For a good small town to be desirable, it requires certain characteristics. For example, it needs to have a strictly volunteer fire department, typically divided into two brigades. One is made up of the younger members, who savor the opportunity to rush to a fire in a truck with lights and sirens blaring. The other is the Basement Saver’s Brigade, usually made up of the older members of the department. Their philosophy is “get there safely in time to protect the outbuildings, and let the rest burn itself out.”
A small town requires a police force, but one where most of the officers were once upon a time kids in the town; maybe even troublemakers in their day. They see their job as modifying behavior, not just handing out tickets and catching people doing things wrong. If a ticket is needed, they’ll give one, but because they know most everyone, they know that sometimes turning a wayward kid over to his old man is much more effective than involving the local judiciary. They also have ways of letting the population know which laws they intend to strictly enforce, and which they consider a bunch of damn nonsense. They may routinely reduce the amount a motorist was speeding so as to reduce the potential fine, feeling it unjust for the State to balance its books on the backs of a people who may be in a bit of hurry.
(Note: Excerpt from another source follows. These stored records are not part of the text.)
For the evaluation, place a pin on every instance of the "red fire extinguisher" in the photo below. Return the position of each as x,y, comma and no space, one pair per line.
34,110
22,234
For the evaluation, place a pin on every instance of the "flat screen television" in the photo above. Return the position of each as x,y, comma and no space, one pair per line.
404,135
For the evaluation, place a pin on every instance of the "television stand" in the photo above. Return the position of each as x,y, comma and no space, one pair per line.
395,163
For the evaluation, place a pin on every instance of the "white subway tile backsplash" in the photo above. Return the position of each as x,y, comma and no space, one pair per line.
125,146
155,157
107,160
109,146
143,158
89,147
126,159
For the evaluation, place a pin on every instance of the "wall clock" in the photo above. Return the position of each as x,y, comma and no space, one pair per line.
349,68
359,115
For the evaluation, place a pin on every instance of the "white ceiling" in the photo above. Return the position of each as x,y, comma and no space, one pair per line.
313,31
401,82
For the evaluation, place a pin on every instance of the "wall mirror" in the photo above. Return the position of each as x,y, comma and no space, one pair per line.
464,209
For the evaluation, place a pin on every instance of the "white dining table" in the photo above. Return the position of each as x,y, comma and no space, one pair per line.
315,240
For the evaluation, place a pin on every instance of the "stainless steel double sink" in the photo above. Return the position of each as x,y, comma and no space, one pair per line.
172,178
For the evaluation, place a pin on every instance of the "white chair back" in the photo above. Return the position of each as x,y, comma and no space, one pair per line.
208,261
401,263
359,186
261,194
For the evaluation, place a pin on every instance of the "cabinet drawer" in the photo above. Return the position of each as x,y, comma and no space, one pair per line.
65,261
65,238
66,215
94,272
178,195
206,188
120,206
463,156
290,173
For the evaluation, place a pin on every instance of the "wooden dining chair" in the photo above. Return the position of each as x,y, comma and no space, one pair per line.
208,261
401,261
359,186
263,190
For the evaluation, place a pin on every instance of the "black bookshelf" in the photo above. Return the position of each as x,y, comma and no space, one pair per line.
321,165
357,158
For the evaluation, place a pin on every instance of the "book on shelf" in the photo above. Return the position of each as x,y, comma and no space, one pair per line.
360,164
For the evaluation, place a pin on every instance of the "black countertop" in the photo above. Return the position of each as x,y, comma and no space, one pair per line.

Every small town has not one chamber of commerce, but two. One is made up of bankers, realtors and insurance agents who meet monthly for lunch and to plan golf tournaments and garden tours. The other meets every day for breakfast between 5 a.m. and 6:30 a.m., holding their meetings in a café with a name like Ruby’s or Maggie’s. The name is from the founding proprietress, even though the place is now run by her granddaughter who allows her regular customers to keep their own coffee cups on pegs along the wall by the coffee maker. For this favor, she expects them to get up and get their own coffee, and not wait for a waitress to fill them. The membership of this Chamber is made up of contractors, loggers, truckers and farmers who meet over breakfast every day, before going off to work, or while they await the stores to open so they can get parts.
A small town needs its own Flaming Liberal, who usually is the only local candidate to never be elected to office. He or she may be considered forthright and upright, but also considered rarely, if ever, right. The Liberal’s counterpart is the Zealous Conservative, who by most counts is considered a cantankerous SOB, although his mother is usually a gentle saint. He likewise has never been elected to political office, but only because he steadfastly refuses to run. He is afraid that his few friends would actually vote for him, not because they think he might do a good job, but because they could then tease him about being a government employee, one of the lowest life forms in his estimation. Both write frequent letters to the editor of the local paper, which actually prints some of them, but only after carefully editing out all the libelous invective. The editor also keeps careful count of how many letters of each get printed, so that in the course of a year both are given equal space.
A small town may not have a symphony or theater, but it will have a band and put on some periodic theatrical productions. The band may require auditions, but never for the purpose of seeing if the musician can give an adequately nuanced interpretation of the composers original intent. The audition is only to determine if the candidate can play most of the notes at the right tempo at the right time. The theatrical productions are usually locally written, locally produced and of local interest. It won’t be Shakespeare, but then Shakespeare wasn’t either early on.
The best thing about a small town is that everyone knows each other’s business. The worst thing about a small town is that everyone will know each other’s business. People may not talk to each other for years and when queried, not even remember why they are mad at each other. They just know they’re suppose to be mad. But let one family experience a death or tragedy of some sort, and the other will leave a hot dish and jello salad on the porch, high enough so the dog won’t get into it, but low enough to be found. If it’s winter, a driveway or sidewalk may be surreptitiously shoveled.
In a small town, people will still stand up when the band plays the Star Spangled Banner, and the kids will know to take off their hats and stand still when the flag comes by in the annual parade. The War Veterans are respected and thanked for their service, and the Blue Star Moms are given special deference.
There are many more essential characteristics of a small town of course. Tourists can drive through one and wonder why anyone would live in a place “where nothing happens.” But that’s only because they can’t see the things that are actually happening, and that make a small town so great.